I have planned on ordering a Noreve cover as soon as they have their site up and running with the details. I was so looking forward to the Medge covers, but they left me too disappointed , what with their lack of a hinge option and phasing out of dual coloured designs, in short some of their fantastic K2 designs are history...

Since i need a backup cover, the Dickens cover from Bobarra have pulled me strongly toward them. Any folks have experience with these covers?? They look classy and subtle,exactly what i need and i have heard good experiences about their CS.
http://www.bobarra.com/cart/Kindle2-leather-covers_professional-readers/.

I contacted Andrea from Bobarra (she replied in quick time)and these would be available approximately by mid October.


----------



## Kindle Convert (Nov 8, 2008)

I have an Austen Cover in Pink/Green for my K2 and I love it!  It's my favorite cover and Andrea gives great personalized customer service.  Big fan here!


----------



## LibbyD (Apr 28, 2009)

I have two Bobarra covers -- a leather one, and the fabric one with the frog design. They are nicely made but I don't care for the elastic corners.  They are also very bulky.  
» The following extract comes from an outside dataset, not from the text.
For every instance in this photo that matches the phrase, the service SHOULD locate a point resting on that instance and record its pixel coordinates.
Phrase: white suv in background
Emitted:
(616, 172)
I bought both of them when my K2 was only a few weeks old and I was in the grip of accessory mania.  At that time were only a few choices and these looked like the best of the bunch, but I soon realized I wasn't satisfied.  I tried Noreve and fell in love with the quality and workmanship, the wonderful leather, the rail system, and the slim, close fit.  

I agree that Andrea is terrific.  Very pleasant and also eager to please.


----------



## mistyd107 (May 22, 2009)

I have several Bobarra covers and I love them
All. I'm not using them but I would be if I hadn't
Gotten caught in the Oberon craze and loaned
Them out before fully accepting the Oberon does not work for
Me. Now I think they've been
Taken hostage. Personally I Love the Austen I have absolutely no issue with them and Andrea is a joy


----------



## rockstone (Aug 16, 2010)

Thanks for the info folks. How heavy are they?? As heavy as the Oberons?? How is the comfort factor to hold the cover single handed??


----------



## Margaret (Jan 1, 2010)

I have the Bobarra Austen cover for my K2 and it works well for me.  The cover folds back and I use one hand to hold it with no trouble at all.


----------